Single by Allie X featuring Troye Sivan

from the album Cape God
- Released: December 6, 2019
- Genre: Pop
- Length: 3:12
- Songwriters: Alexandra Hughes; Troye Mellet; Brett McLaughlin; Bram Inscore;

Allie X singles chronology
| "Regulars" (2019) | "Love Me Wrong" (2019) | "Devil I Know" (2020) |

Troye Sivan singles chronology
| "I'm So Tired..." (2019) | "Love Me Wrong" (2019) | "Take Yourself Home" (2020) |

Visualiser
- "Love Me Wrong" on YouTube

= Love Me Wrong =

"Love Me Wrong" is a song by Canadian singer Allie X featuring Australian singer-songwriter Troye Sivan. It was released on December 6, 2019 as the fourth single from Allie X's second studio album, Cape God (2020).

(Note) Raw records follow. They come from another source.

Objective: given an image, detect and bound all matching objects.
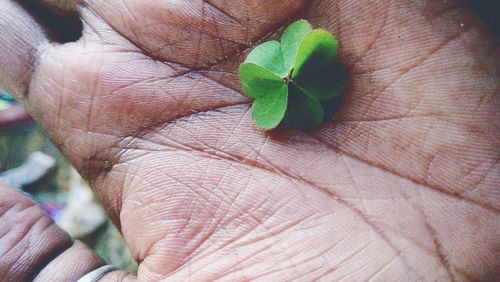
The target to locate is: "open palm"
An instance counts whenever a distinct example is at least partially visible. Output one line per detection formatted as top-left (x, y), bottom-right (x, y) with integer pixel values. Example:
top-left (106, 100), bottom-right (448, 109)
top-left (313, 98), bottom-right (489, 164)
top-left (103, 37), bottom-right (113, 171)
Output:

In a statement released with the new song, Allie X said that she wanted to convey what it felt like to be fundamentally "misunderstood" by your family while growing up. Allie X said "You know that they love you, but not for the full person you are. The relationship between a parent and child is so intense and layered, that it was liberating to put it into the simple phrase 'you love me wrong' and repeat it over and over in the chorus of this song."

==Critical reception==
Writing for Vice, Daisy Jones stated that "'Love Me Wrong' is a rich, sumptuous slice of pop, filled with layered synth and lyrics that take bittersweet turns".

All Noise said the "It's a powerful song and both the collaborators have laid their vocals perfectly over an adorable production" calling the collaboration "nothing less than magnificent."